Kansas City Royals: The Royals' last taste of the playoffs came when they won the 1985 World Series, but the drought ends in 2014. Newly acquired left-hander Jason Vargas, second baseman Omar Infante, outfielder Norichika Aoki and third baseman Danny Valencia play key roles as the Royals take another step forward after they won 86 games in 2013, their highest victory total since 1989.
Minnesota Twins: The Twins overhauled their rotation in the offseason, and the new-look staff is a big improvement over the old crew. However, the offense set a franchise record for strikeouts in 2013, and the hitting woes were not addressed. Moving Joe Mauer to first base to keep him in the lineup helps, but with problems at leadoff, a lack of power in the middle and little production in the back of the lineup, Minnesota stumbles to another 90-loss season.

Baltimore Orioles: After two seasons of winning back fans in Baltimore, the success comes to a screeching halt. Issues with the back of the bullpen, the front of the rotation and the middle of the lineup befall the Orioles, who don't get nearly the 53 home runs they received from first baseman Chris Davis in 2013. Right-hander Chris Tillman struggles, right fielder Nick Markakis doesn't rebound. The club shops catcher Matt Wieters at the trade deadline, and second-half attendance plummets.
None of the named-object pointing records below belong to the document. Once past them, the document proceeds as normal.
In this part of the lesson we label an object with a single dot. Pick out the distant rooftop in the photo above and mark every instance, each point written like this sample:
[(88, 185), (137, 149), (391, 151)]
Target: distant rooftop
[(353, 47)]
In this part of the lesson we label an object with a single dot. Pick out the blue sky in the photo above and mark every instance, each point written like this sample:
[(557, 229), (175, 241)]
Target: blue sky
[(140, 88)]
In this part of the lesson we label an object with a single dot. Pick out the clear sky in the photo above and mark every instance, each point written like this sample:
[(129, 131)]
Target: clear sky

Boston Red Sox: A year after winning one of the most pleasantly surprising championships in franchise history, most of the band returns for an attempted encore. Shortstop Xander Bogaerts emerges as Rookie of the Year, while ageless designated hitter David Ortiz bashes 30 homers yet again. In the end, though, the Red Sox miss center fielder Jacoby Ellsbury more than they expected at the top of the order, and they come up short in their bid for a repeat World Series title.
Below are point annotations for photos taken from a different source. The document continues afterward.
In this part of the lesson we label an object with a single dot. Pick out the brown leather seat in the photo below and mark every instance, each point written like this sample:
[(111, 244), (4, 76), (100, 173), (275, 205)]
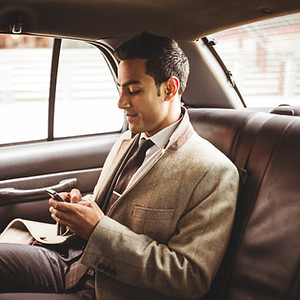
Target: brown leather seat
[(263, 256)]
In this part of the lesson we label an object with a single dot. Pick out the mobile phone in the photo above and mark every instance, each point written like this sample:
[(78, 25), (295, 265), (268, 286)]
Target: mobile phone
[(55, 195)]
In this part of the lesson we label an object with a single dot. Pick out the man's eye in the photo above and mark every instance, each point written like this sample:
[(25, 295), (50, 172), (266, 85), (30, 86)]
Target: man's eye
[(134, 92)]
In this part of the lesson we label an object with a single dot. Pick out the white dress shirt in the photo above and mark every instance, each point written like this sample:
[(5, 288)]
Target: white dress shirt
[(160, 140)]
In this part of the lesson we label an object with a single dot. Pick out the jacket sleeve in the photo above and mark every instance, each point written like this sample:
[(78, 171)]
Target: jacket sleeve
[(187, 264)]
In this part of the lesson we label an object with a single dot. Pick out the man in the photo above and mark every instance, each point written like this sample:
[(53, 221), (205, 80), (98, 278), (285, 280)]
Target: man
[(164, 236)]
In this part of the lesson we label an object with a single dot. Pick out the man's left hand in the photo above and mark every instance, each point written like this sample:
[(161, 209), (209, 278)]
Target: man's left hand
[(81, 217)]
New York Yankees: After losing free agent second baseman Robinson Cano, the Yankees went on a holiday spending spree that ensures they won't miss the playoffs for a second consecutive season. They committed $295 million to six new players -- outfielders Jacoby Ellsbury and Carlos Beltran, catcher Brian McCann, left-handed reliever Matt Thornton and infielders Brian Roberts and Kelly Johnson. Cano's production is missed, but a more balanced lineup vaults New York back into contention in the AL East.
Tampa Bay Rays: After all the talk, the Rays decide no team met their price, and they instead keep left-hander David Price and ride him into the postseason for the fifth time in seven seasons. With their tidy infield intact, Ryan Hanigan stepping in behind the plate and outfielders Wil Myers and David DeJesus aboard for full seasons, the Rays possess one of their most talented teams.
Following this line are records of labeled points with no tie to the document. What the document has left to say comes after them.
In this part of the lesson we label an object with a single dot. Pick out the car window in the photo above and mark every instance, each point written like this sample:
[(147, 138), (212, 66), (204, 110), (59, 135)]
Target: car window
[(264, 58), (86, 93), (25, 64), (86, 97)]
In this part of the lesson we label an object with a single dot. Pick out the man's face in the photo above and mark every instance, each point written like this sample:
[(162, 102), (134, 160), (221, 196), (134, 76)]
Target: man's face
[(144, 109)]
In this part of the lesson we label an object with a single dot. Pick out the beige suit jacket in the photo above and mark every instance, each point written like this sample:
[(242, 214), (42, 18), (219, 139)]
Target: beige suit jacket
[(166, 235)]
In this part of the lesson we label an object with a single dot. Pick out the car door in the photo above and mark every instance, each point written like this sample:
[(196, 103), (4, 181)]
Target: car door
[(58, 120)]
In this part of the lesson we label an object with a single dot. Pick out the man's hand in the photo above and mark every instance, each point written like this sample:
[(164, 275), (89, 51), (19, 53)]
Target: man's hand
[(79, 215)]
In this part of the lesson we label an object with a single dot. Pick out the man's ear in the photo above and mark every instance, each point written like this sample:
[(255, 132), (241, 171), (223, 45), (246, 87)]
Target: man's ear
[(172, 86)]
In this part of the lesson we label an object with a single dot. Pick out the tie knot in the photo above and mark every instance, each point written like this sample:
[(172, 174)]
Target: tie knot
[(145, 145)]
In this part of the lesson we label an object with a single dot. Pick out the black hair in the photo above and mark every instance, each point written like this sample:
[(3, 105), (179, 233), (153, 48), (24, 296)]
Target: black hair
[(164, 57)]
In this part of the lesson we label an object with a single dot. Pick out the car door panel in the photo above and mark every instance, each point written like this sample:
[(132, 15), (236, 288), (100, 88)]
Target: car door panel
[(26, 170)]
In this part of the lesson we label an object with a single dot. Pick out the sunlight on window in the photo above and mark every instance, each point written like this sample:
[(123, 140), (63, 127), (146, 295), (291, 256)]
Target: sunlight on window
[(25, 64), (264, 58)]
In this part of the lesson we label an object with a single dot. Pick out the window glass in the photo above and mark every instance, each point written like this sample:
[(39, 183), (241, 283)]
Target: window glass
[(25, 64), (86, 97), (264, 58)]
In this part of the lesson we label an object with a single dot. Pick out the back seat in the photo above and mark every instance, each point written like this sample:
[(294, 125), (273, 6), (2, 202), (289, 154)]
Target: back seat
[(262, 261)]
Toronto Blue Jays: All the things that went wrong last season go at least a little better in 2014. Right-hander Brandon Morrow emerges from injury problems to shore up a rotation that has more depth. The defense improves with more consistency at second base, behind the plate and in the outfield. An offense that held its own last season also will benefit from better health. Does it mean a postseason appearance? Not quite.